A substrain of the senescence-accelerated mouse, SAMP6 (senescence-accelerated mouse prone 6), spontaneously develops osteoporosis early in life. Therefore, this strain is a useful animal model for developing new strategies for the treatment of osteoporosis in humans. We succeeded in treating osteoporosis in SAMP6 mice after the onset of this disease, using a newly developed method of bone marrow transplantation (BMT): Allogeneic bone marrow cells obtained from normal mouse strains were directly injected into the bone marrow cavity of irradiated SAMP6 mice (intra–bone marrow BMT [IBM-BMT]). After the treatment with IBM-BMT, hematolymphoid cells were completely reconstituted by donor-derived cells, and bone marrow stromal cells were also found to be of donor origin.
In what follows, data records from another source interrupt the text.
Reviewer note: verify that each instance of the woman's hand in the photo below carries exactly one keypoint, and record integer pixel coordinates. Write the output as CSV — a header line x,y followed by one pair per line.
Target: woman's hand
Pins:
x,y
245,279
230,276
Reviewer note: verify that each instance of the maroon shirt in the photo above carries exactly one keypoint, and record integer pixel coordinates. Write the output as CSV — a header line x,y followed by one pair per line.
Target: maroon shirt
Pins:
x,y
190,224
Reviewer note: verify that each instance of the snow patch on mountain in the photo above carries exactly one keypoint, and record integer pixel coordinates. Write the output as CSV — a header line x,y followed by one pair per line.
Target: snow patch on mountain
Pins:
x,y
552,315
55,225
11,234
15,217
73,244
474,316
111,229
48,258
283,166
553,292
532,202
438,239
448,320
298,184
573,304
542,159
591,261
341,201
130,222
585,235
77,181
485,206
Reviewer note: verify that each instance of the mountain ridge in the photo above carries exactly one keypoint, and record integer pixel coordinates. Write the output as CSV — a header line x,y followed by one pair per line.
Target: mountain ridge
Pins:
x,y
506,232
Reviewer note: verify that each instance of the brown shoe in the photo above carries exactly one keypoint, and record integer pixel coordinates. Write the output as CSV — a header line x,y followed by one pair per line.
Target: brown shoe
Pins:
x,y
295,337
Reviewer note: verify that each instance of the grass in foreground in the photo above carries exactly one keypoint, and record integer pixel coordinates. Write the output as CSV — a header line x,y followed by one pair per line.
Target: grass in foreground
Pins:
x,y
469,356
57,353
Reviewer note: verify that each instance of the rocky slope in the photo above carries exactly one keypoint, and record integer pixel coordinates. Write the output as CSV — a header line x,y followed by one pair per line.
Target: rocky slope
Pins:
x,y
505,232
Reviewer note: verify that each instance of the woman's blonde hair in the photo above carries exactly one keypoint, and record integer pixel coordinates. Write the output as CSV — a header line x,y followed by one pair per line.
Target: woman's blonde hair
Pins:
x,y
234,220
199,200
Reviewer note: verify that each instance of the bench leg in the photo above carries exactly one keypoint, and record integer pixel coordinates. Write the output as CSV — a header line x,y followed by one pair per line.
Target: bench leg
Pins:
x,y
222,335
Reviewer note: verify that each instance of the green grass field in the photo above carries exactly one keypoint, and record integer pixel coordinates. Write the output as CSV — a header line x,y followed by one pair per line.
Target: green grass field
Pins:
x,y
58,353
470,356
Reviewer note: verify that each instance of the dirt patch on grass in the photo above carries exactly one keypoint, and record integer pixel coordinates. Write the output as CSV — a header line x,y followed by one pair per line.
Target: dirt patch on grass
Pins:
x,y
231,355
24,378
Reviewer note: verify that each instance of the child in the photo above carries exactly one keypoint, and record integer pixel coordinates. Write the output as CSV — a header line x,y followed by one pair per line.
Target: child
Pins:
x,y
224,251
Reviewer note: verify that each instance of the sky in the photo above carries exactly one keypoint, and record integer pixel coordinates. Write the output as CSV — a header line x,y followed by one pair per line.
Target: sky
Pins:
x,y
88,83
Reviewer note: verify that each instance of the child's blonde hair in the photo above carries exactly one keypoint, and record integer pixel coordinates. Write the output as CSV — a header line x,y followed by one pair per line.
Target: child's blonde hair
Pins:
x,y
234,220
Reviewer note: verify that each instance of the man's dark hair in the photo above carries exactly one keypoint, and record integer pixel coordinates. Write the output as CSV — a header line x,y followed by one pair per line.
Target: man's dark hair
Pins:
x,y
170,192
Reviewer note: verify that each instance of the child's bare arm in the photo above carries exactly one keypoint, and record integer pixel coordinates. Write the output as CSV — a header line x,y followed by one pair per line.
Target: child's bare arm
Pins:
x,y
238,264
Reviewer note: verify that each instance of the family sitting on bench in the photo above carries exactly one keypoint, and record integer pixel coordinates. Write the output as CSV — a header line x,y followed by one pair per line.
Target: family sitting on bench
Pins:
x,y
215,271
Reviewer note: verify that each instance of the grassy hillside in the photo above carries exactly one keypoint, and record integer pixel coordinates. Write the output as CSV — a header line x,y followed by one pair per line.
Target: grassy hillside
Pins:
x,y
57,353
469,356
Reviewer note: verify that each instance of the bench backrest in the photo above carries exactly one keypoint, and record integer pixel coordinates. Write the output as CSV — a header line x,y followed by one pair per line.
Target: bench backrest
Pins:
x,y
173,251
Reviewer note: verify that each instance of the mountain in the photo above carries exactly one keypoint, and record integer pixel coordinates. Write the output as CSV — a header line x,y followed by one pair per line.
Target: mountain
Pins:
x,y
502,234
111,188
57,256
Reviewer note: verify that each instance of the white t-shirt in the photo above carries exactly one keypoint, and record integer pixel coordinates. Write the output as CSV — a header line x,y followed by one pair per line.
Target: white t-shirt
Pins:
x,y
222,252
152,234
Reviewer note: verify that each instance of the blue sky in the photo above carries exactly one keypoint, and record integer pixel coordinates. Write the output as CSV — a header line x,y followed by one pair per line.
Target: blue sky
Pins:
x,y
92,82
The treated SAMP6 mice showed histologically-normal trabecular bone. In addition, bone mineral density and urinary deoxypiridinoline, a hallmark of bone destruction, were normalized. When the message levels of cytokines (tumor necrosis factor α, interleukin-6 [IL-6], IL-11, and receptor activator of nuclear factor–κ B ligand [RANKL]) were examined, IL-11, RANKL (from bone marrow stromal cells), and IL-6 (from osteoclasts), which regulate bone remodeling, were restored to levels similar to those in normal B6 mice. These findings indicate that not only the hemopoietic system but also the bone marrow microenvironment were normalized after IBM-BMT, resulting in an amelioration of the imbalance between bone absorption and formation.